Obviously, I'm shooting from the hip here but I think it would be helpful for her to flesh out what it means when she says "Ownership piercing means that the courts engage in a qualified process of evaluative reasoning." How does the court go about unveiling "the company's real owners, that is, the managers."
In sum, I think Prof. Vicente's article has the potential to make a very substantial contribution to an important area of the law that has not been well served by courts or commentators to date.
I also note with amusement that my friend Joshua Fershee will be pleased by Prof. Vicente's admonition that "THE LLC IS NOT A BERLE-MEANS CORPORATION." As Josh has often pointed out, much confusion has resulted from courts' failure to understand that point.
Prof.
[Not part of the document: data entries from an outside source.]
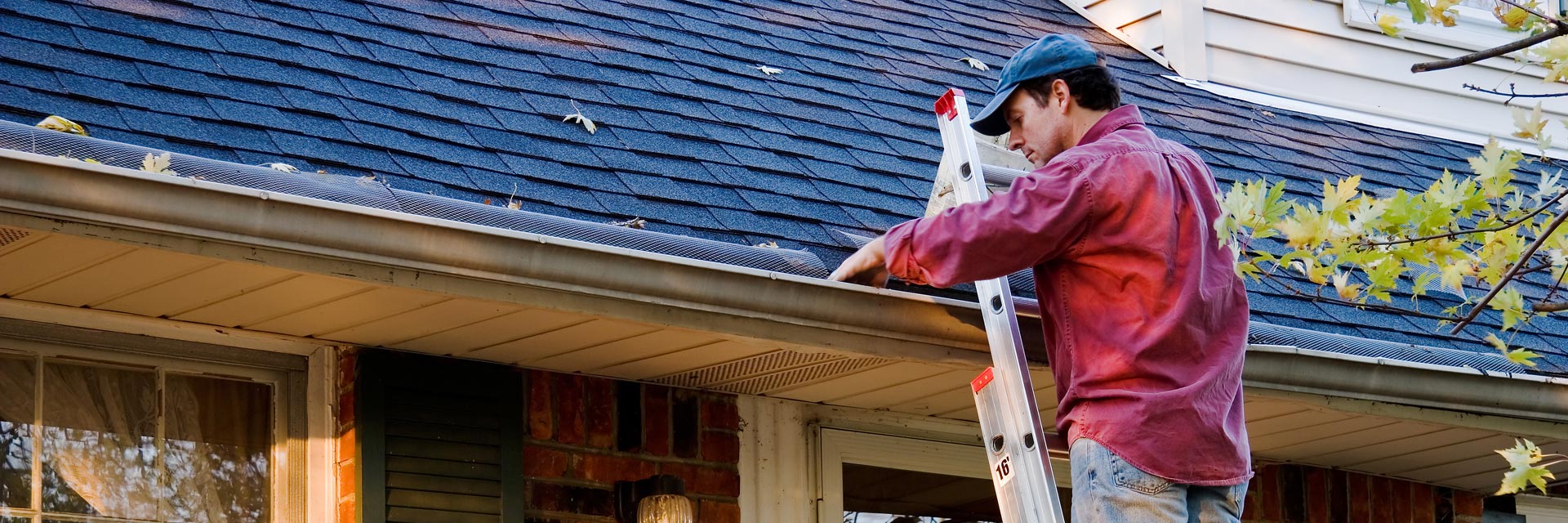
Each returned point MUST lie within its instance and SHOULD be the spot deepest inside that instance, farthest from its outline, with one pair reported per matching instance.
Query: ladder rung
(996, 175)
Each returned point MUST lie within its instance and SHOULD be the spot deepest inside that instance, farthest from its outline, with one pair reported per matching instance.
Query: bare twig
(1506, 225)
(1512, 93)
(1535, 13)
(1484, 54)
(1512, 272)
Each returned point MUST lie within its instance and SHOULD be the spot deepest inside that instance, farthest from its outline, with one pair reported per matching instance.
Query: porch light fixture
(654, 500)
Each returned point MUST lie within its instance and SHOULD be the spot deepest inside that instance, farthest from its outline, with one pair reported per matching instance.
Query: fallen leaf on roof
(281, 167)
(57, 123)
(157, 163)
(1388, 24)
(582, 120)
(974, 63)
(632, 223)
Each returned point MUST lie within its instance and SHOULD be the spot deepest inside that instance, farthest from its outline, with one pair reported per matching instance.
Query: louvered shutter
(439, 440)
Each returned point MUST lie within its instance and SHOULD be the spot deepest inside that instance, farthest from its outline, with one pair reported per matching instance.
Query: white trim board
(1361, 117)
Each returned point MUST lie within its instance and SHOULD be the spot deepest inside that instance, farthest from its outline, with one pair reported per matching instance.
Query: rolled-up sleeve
(1039, 219)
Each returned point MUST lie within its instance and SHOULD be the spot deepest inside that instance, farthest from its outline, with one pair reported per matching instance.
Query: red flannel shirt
(1145, 316)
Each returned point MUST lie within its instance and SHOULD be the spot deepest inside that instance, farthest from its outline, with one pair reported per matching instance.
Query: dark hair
(1092, 87)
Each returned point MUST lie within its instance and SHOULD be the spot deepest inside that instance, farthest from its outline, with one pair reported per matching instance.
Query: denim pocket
(1136, 480)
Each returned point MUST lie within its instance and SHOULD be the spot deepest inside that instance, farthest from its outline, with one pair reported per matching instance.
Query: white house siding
(1321, 52)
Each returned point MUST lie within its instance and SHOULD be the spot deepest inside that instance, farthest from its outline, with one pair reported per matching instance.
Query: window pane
(216, 440)
(99, 449)
(874, 494)
(18, 398)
Vicente draws three points from that distinction:
- The LLC consists of autonomous individuals and the individualistic aspects of the LLC "do not favor weaker members." The cases in which courts have validated "predatory competition" within LLCs (with appropriate fiduciary duty waivers) come to mind here.
- The principal-agent problem takes a different form that is "exacerbated by majority rules, the power of controlling or activist members, and the benefit of hindsight of the knowledgeable manager acting opportunistically."
- The "common understanding in the literature that in LLCs, members are usually part of the management" is simply not true in manager-managed LLCs, where members "grant the managers autonomy, but in the process, become dependent on them to the point that unclear property rights in the units are not sufficient to overcome self-dealing by the management. Hence, without self-motivated investors minding the company's business, managers' effective constraints are small."